L’ouest sauvage et les jeux vidéo partagent la même attirance coupable pour les armes à feu, voire une certaine tendance à vouloir les glorifier. Bizarrement, le western n’a que très rarement servi de background aux grandes épopées numériques, et plus particulièrement aux FPS, le genre préféré des adhérents de la NRA. Après de nombreuses tentatives infructueuses comme l’abominable Dead man’s hand, le salvateur Call of Juarez redonne le sourire aux joueurs fans de Sergio Leone et d’Enzo Castellari. Car c’est le « western spaghetti », bien plus que John Ford, qui est au coeur des inspirations de Call of Juarez. Le pitch : deux personnages principaux, le chasseur et sa proie, à la recherche d’un trésor maudit. Découpé en plusieurs épisodes, le jeu alterne les points de vue sur les événements en cours et adapte le gameplay en fonction des nécessités du personnage incarné. Pour le fuyard Billy, des séquences de plates-formes, des courses à travers les grands espaces de l’Ouest américain et des phases d’infiltration ; pour sa nemesis, le Révérend, des gunfights extrêmement nerveux.
Si l’intention est louable, et les transitions entre les histoires toujours malignes, les deux hommes ne se jouent tout de même pas sur un pied d’égalité : l’aventure de Billy est malheureusement nettement moins équilibrée que celle du Révérend. Half life avait déjà montré les limites des phases de plates-formes en vue subjective, Call of Juarez achève la démonstration : de nombreux sauts au-dessus du vide finissent au fond d’un canyon, la faute à un contrôle mollasson et à une appréciation difficile des distances. Plutôt contrariant. Avec le Révérend, en revanche, Call of Juarez donne exactement ce que le joueur est en droit d’attendre d’un FPS western : des gunfights à n’en plus finir, des duels au soleil, des rebondissements à gogo et de longues chevauchées avec un gang d’outlaws à ses trousses.
Parfois étonnamment moderne sur certains points, avec sa narration à deux voix ou ses armes qui s’usent et peuvent exploser à tout moment dans les mains, Call of Juarez est aussi particulièrement vieux jeu sur d’autres aspects.

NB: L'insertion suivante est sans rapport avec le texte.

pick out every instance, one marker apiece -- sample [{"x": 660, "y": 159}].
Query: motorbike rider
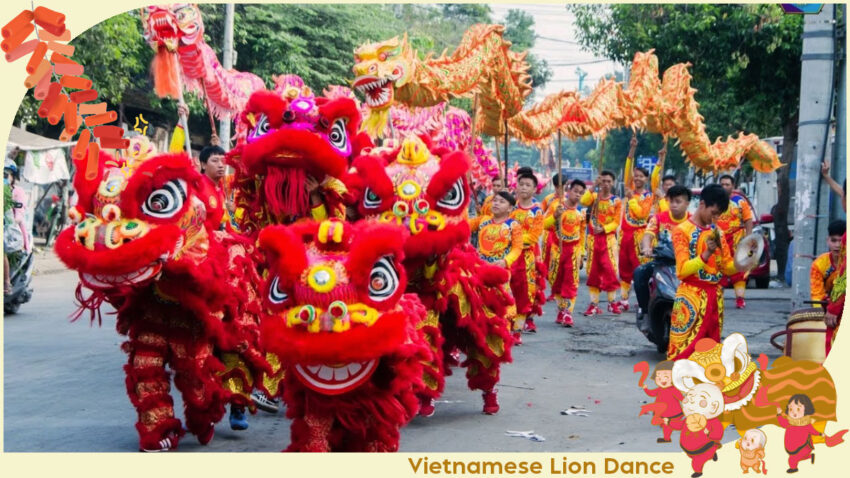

D’où une progression bancale : l’obligation de ramasser les munitions via une pression sur le bouton X est pénible, l’absence totale d’indications lors des énigmes fait perdre un temps inutile en considérations fumeuses, là où un simple indice aurait suffit à conserver un rythme général soutenu. Enfin, le fait de ne pas pouvoir explorer un monde qui apparaît pourtant à l’oeil aussi vaste que celui d’Oblivion fait soulever quelques doutes quant aux partis pris de level design.
Paradoxalement, Call of Juarez s’affranchit assez bien de ses défauts, grâce à son ambiance soignée et sa réalisation technique impeccable. Et surtout grâce à ses nombreuses bonnes idées qui feraient presque oublier les mauvaises : les duels et leur gameplay « mimétique » suffisent presque à justifier le jeu ; les gunfights dans les « pueblos » avec leurs ennemis jaillissant du moindre trou à rat apportent une tension dramatique assez remarquable… Mais la plus grande qualité du titre, c’est de donner cette impression tenace de ne pas simplement jouer à un « FPS de plus ». A l’Ouest, enfin du nouveau.